Getting Around Mexico City
Mexico City has 11 metro lines covering several hundred kilometers of track. Because surface-street traffic is so congested, it’s a relatively quick and convenient way to get around town. Tickets at this time cost 3 pesos.
In a city of this size there are more buses than one could count. But two of the routes of most interest to visitors are those on Paseo de la Reforma, which extends northeast all the way from Parque Chapultepec to the Basilica of Our Lady of Guadalupe. The major north-south artery is Avenida Insurgentes, which passes through or near the Zona Rosa, Colonias Roma and La Condesa, the university (UNAM), the Olympic Stadium, and the Cuicuilco archaeological site.
The trolley-like, bright red Metrobus has its own lane in the middle of the street. Because it’s slightly more expensive than city buses (at 5 pesos), it’s also less crowded and cleaner. And being newer, it is also more efficient. Buy a plastic card at a Metrobus dispensing machine, at the same time purchasing credit in units of five pesos. The card costs 10 pesos; hold on to it and “recharge” it to purchase more fares later. Because the person behind you will want to get on with his day, he will undoubtedly help you figure out the machine the first time you try to use it.

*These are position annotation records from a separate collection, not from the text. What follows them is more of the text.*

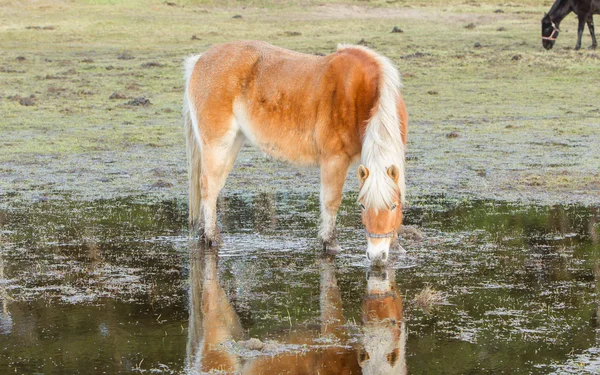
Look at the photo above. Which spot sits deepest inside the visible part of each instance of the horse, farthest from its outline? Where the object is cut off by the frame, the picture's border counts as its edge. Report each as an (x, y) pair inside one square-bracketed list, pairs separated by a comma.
[(325, 111), (585, 9), (215, 330)]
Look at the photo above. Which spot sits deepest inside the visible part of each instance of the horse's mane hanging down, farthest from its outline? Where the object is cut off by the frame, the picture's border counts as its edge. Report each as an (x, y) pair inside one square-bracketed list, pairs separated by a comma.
[(382, 145)]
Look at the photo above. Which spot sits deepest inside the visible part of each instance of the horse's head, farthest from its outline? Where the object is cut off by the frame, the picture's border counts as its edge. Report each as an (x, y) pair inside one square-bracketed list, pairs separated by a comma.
[(381, 210), (384, 334), (549, 32)]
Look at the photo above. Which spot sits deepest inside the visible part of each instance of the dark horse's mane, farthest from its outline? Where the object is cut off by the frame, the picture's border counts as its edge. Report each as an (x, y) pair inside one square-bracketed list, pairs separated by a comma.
[(555, 6)]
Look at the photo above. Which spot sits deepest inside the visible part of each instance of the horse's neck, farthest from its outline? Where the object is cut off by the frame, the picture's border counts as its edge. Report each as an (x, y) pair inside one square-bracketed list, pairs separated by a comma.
[(559, 10)]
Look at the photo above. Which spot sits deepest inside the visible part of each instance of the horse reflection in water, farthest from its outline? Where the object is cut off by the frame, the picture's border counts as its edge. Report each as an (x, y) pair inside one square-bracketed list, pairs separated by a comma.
[(214, 323)]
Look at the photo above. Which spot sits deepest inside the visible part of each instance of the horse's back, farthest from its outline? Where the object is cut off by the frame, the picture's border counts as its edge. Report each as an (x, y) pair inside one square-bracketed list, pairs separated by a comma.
[(297, 107)]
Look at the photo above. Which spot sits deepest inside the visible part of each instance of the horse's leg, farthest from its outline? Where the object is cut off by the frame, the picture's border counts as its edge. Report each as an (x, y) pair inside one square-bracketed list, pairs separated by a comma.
[(218, 157), (333, 176), (580, 28), (592, 32)]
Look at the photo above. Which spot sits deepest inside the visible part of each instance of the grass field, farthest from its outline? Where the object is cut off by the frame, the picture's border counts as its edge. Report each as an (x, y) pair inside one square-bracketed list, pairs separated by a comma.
[(492, 114)]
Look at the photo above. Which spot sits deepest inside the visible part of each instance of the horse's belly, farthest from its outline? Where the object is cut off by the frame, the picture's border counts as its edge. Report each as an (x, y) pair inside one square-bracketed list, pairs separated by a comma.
[(277, 137)]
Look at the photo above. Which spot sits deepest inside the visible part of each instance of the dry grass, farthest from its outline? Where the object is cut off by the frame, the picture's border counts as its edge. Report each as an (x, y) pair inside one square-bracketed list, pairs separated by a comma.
[(526, 129)]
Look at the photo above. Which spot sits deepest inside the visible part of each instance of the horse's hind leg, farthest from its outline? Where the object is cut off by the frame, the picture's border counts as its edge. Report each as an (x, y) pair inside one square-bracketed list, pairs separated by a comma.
[(592, 32), (333, 176), (580, 26), (218, 157)]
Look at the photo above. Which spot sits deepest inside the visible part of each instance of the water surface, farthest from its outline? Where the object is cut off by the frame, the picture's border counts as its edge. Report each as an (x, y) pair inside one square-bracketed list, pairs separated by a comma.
[(116, 287)]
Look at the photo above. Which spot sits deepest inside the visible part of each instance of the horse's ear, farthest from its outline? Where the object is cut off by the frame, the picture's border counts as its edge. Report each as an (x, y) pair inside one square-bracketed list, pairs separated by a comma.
[(362, 174), (394, 173)]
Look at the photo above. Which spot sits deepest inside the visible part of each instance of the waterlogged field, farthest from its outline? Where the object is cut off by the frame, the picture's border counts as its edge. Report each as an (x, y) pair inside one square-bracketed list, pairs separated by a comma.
[(97, 274)]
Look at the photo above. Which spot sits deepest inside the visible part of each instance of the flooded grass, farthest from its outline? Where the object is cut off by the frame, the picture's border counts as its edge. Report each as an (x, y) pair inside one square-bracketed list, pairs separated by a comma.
[(110, 286), (97, 274)]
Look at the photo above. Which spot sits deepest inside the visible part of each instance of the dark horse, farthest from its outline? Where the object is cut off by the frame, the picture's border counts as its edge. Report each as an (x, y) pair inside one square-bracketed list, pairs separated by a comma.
[(585, 9)]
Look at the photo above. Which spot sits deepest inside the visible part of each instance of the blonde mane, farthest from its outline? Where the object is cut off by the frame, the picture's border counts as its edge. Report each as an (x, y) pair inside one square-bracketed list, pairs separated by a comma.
[(382, 145)]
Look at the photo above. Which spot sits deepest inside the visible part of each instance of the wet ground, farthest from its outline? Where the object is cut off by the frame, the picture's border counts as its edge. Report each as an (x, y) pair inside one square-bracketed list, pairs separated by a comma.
[(115, 286)]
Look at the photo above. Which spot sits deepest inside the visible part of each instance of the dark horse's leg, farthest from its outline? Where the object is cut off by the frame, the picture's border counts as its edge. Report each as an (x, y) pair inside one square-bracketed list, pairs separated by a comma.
[(592, 33), (582, 18)]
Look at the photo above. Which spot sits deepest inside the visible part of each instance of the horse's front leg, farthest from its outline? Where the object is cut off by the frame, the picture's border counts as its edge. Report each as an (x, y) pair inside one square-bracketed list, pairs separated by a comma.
[(592, 32), (580, 28), (333, 175)]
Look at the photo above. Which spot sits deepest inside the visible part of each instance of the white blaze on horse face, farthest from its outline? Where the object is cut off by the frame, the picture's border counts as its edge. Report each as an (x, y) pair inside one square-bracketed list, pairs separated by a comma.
[(378, 249), (381, 223)]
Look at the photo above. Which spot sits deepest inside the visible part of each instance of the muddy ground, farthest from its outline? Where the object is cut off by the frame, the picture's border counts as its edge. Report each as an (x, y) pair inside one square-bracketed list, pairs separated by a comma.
[(96, 271)]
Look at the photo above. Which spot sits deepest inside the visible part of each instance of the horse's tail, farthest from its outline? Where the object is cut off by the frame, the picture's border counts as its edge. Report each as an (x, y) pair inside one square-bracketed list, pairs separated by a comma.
[(193, 148)]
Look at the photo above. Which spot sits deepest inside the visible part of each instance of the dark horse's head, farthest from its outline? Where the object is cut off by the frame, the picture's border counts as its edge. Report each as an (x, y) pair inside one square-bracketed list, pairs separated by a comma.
[(549, 32)]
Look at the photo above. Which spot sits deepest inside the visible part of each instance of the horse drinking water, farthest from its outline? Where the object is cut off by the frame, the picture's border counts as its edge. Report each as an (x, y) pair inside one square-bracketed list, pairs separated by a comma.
[(585, 10), (325, 111)]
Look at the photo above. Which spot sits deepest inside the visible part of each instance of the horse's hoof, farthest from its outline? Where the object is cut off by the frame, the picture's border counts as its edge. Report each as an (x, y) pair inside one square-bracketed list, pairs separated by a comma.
[(331, 247), (395, 246)]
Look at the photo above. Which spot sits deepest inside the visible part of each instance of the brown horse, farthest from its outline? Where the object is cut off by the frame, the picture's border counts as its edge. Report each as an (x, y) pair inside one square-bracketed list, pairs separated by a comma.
[(215, 327), (326, 111)]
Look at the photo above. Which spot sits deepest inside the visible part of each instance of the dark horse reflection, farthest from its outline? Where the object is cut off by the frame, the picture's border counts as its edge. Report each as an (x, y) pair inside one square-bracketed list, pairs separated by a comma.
[(214, 324)]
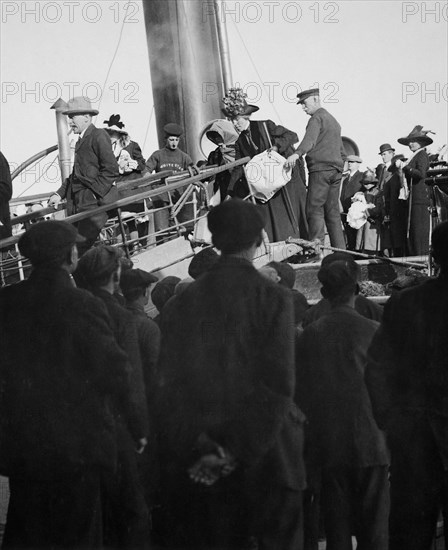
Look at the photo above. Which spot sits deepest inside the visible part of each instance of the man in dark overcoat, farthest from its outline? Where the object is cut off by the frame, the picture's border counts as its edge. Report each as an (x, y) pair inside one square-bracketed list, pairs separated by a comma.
[(95, 171), (407, 376), (60, 369), (344, 444), (231, 436)]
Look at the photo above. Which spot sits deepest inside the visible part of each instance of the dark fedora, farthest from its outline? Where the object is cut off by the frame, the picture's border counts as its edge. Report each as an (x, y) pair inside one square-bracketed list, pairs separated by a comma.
[(44, 241), (79, 106), (385, 147), (173, 129), (307, 93), (114, 124), (235, 104), (132, 279), (235, 225), (417, 134)]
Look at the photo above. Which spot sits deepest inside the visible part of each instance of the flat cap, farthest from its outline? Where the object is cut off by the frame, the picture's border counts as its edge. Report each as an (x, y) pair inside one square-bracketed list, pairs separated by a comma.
[(163, 291), (385, 147), (354, 158), (235, 225), (173, 129), (307, 93), (44, 241), (136, 278)]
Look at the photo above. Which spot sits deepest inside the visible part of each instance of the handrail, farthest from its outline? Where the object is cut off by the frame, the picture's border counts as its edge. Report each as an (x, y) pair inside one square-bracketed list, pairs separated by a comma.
[(33, 159), (124, 202)]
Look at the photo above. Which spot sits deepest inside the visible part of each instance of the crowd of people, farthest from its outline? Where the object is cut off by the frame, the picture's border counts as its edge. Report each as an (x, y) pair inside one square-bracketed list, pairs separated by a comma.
[(382, 211), (239, 418)]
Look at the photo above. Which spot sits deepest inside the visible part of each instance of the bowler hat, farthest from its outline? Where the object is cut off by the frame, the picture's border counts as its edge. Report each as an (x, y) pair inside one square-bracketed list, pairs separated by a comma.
[(386, 147), (79, 106), (173, 129), (354, 158), (235, 225), (132, 279), (44, 241), (307, 93), (417, 134), (338, 277), (163, 291), (235, 104), (115, 124)]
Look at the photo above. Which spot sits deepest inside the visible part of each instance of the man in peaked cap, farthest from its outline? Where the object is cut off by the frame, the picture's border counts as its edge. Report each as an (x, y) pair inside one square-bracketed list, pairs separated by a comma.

Taxis in Mexico City have a bad name. “Renegade” taxis have a reputation (diminished in recent years) of abducting passengers and extracting money from their ATM cards, and we certainly don’t want that. However, standing on a busy street and wanting to get from point A to point B, one generally takes a chance and hails the first passing cab. If this idea doesn’t sit well, choose a taxi from a taxi stand, or ask the hotel or restaurant or museum you’re visiting to call a cab for you. You’ll pay a bit more for this service, but not too much. The exception is taxi service from pricey hotels, which can cost three times (or more) the fare of a street or taxi stand taxi. Many taxi drivers ask you which route you’d like them to take, as much to see if you’re savvy as to avoid being berated if you get stuck in traffic. If you don’t speak Spanish or don’t know your way around town, just smile, bluff, and hope for the best.